The full IPO consisted of roughly 555.6 million shares priced at $135 each, targeting a raise of approximately $75 billion. At that price, SpaceX is eyeing a valuation somewhere between $1.75 trillion and $1.8 trillion.

Overall demand was staggering. Institutional orders alone came in at two to four times the offering size, translating to over $150 billion in total demand. Some individual institutional investors reportedly placed bids exceeding $10 billion.

Up to 30% of the offering was reserved for retail investors across several European markets, including the UK. Platforms like Hargreaves Lansdown, AJ Bell, eToro, and Interactive Investor all provided access to the offering for UK and European retail participants.

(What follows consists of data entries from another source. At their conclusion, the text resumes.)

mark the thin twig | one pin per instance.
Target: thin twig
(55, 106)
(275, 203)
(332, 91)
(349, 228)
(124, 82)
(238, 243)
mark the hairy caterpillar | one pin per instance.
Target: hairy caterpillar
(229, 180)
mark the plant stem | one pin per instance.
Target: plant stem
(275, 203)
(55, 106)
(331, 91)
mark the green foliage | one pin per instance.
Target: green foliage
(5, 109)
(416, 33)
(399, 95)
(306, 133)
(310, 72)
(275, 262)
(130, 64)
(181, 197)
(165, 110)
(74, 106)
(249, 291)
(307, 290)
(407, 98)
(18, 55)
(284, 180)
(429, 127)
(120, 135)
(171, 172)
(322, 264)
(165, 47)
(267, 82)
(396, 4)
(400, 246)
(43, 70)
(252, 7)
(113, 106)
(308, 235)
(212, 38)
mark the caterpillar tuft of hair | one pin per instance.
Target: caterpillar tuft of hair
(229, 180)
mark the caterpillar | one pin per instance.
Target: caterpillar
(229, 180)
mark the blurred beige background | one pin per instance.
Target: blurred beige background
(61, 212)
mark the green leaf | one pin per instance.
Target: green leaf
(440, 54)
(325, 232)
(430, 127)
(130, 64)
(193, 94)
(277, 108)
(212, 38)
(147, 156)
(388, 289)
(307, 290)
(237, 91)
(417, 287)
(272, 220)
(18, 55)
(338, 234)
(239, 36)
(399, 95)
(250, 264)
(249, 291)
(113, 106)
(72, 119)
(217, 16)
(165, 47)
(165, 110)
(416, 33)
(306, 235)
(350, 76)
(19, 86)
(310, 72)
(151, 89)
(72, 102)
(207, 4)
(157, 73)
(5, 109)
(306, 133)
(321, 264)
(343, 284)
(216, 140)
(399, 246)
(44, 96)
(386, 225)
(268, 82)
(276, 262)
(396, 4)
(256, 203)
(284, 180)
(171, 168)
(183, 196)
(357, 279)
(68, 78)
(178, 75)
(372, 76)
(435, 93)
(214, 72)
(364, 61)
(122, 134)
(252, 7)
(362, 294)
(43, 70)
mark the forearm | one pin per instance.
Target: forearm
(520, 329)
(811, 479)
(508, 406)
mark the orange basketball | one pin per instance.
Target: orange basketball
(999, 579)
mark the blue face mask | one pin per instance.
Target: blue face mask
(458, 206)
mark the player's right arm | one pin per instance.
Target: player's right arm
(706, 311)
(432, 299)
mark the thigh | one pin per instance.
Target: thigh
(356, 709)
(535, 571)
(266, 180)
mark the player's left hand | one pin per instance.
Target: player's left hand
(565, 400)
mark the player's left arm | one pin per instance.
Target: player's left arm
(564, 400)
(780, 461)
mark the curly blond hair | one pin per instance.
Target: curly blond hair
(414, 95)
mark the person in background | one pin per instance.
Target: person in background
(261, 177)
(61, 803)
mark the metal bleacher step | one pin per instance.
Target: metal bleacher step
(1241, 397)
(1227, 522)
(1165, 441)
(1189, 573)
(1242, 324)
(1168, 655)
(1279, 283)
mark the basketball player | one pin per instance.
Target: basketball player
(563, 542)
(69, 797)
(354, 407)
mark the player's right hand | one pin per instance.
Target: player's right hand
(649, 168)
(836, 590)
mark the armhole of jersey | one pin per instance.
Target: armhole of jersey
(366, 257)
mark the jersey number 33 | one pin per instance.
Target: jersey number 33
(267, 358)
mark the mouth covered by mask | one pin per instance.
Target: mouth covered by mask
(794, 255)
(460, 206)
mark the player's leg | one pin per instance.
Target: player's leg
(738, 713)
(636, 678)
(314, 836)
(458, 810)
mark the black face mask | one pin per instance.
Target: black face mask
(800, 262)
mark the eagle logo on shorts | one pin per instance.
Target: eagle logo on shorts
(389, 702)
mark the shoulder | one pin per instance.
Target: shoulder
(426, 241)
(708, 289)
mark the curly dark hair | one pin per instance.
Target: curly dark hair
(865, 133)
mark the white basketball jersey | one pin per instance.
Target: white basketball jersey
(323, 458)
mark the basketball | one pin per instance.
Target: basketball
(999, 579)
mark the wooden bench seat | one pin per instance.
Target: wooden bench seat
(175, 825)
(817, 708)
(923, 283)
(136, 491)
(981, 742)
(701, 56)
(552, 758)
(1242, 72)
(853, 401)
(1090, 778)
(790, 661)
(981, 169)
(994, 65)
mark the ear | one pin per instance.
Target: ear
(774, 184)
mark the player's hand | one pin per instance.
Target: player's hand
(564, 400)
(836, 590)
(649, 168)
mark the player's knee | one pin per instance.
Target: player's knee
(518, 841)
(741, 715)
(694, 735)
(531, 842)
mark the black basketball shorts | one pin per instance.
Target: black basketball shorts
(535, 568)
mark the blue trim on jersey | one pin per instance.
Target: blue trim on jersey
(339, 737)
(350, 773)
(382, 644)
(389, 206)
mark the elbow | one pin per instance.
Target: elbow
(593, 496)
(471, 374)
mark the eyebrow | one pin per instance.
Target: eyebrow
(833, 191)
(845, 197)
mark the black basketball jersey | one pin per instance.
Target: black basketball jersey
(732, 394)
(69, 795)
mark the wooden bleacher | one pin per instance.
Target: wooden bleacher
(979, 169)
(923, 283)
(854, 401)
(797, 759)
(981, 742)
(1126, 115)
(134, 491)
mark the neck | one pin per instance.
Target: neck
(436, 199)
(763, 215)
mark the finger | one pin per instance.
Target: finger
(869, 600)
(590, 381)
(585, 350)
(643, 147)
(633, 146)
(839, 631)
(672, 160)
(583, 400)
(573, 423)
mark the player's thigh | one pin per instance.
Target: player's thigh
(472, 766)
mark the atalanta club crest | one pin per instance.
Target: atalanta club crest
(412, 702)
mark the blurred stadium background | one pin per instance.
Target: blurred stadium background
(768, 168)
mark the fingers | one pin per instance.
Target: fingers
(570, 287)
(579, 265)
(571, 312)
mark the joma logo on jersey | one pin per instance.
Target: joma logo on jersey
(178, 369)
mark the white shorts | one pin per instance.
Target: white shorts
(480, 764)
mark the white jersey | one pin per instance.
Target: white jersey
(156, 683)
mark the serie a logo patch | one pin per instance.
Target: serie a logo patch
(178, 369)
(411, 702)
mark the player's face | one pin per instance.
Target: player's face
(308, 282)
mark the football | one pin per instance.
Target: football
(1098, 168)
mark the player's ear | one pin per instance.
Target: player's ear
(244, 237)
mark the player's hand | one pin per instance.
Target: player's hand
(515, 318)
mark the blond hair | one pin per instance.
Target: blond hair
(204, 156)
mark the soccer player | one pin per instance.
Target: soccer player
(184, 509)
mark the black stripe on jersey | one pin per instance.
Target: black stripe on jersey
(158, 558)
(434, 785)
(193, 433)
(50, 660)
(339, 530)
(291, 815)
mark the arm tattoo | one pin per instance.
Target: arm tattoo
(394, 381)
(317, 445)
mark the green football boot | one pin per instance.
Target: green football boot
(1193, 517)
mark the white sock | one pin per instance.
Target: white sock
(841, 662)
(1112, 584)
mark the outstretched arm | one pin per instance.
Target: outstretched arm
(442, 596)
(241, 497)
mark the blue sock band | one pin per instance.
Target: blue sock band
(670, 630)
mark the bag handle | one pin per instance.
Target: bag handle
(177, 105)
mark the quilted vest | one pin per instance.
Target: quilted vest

The UK retail window opened on June 4 and closed on June 10. SpaceX’s pricing was set for June 11, with trading expected to begin on the Nasdaq on June 12.

Why retail investors piled in

The UK hasn’t seen this kind of scramble for a retail stock allocation since the Royal Mail IPO back in 2013, when the government sold off shares in the postal service and demand similarly overwhelmed supply.

SpaceX operates Starlink, which has become the dominant satellite internet provider globally, and it holds lucrative contracts with NASA and the US Department of Defense. The company has been private for over two decades, meaning retail investors have been locked out for the entire ride from scrappy rocket startup to trillion-dollar behemoth.

The pro-rating mechanism essentially prioritized breadth over depth. The £2,013 full-allocation threshold indicates the applicant pool was dominated by smaller, individual investors putting in modest amounts. SpaceX and its underwriters chose to give full allocations to the largest number of people possible, scaling back only the bigger requests.

What this means for investors

One interesting wrinkle: this entire offering was conducted through traditional equity markets. No tokenized shares, no blockchain-based settlement, no crypto integration of any kind. For a company valued at nearly $1.8 trillion going public in 2026, the absence of any digital asset component is notable.